The timing is particularly favorable for Armory. As organizations accelerate cloud migration and containerization, they face the challenge of managing deployments across multiple cloud providers and Kubernetes clusters. Armory's multi-cloud support and Kubernetes-native design position it well to capture this expanding market. Additionally, the growing emphasis on reliability and observability means organizations are willing to invest in deployment tooling that reduces risk and enables safer, faster releases.
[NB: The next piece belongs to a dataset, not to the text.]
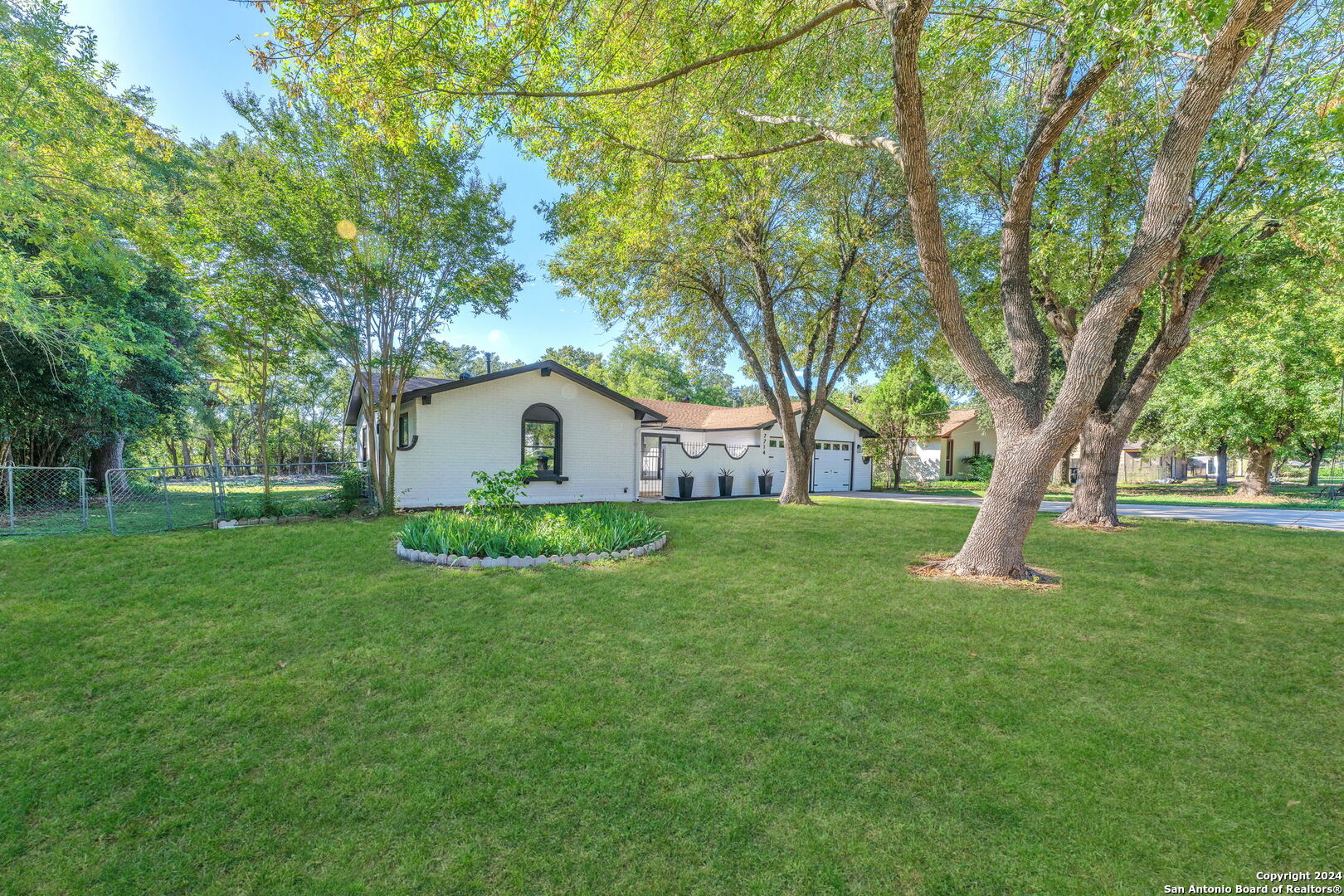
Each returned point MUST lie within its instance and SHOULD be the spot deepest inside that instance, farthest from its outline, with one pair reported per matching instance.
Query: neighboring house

Armory's influence extends beyond its direct customer base. By making Spinnaker more accessible and enterprise-ready, the company helps democratize advanced deployment practices across the industry. Organizations that might otherwise build custom deployment infrastructure can instead adopt Armory, freeing engineering resources for higher-value work.
Quick Take & Future Outlook
Armory is well-positioned to capture significant market share in the continuous deployment space as organizations prioritize deployment velocity and safety. The company's dual offering—self-hosted for organizations with platform engineering teams and managed service for those seeking operational simplicity—provides multiple paths to growth.
Looking ahead, several trends will likely shape Armory's evolution. First, the continued maturation of Kubernetes will drive demand for sophisticated deployment orchestration. Second, the growing importance of observability and feature flags will likely push Armory toward deeper integration with observability platforms and progressive delivery tools. Third, as AI and machine learning workloads become more prevalent, deployment strategies optimized for ML model serving and experimentation may become increasingly important.
The fundamental insight driving Armory's success remains constant: teams want to ship faster without sacrificing safety. As software delivery becomes increasingly central to competitive advantage, platforms that enable this balance will become indispensable infrastructure. Armory has positioned itself as a key player in this shift, transforming Spinnaker from a powerful but complex open-source project into an enterprise-grade platform accessible to organizations of all sizes.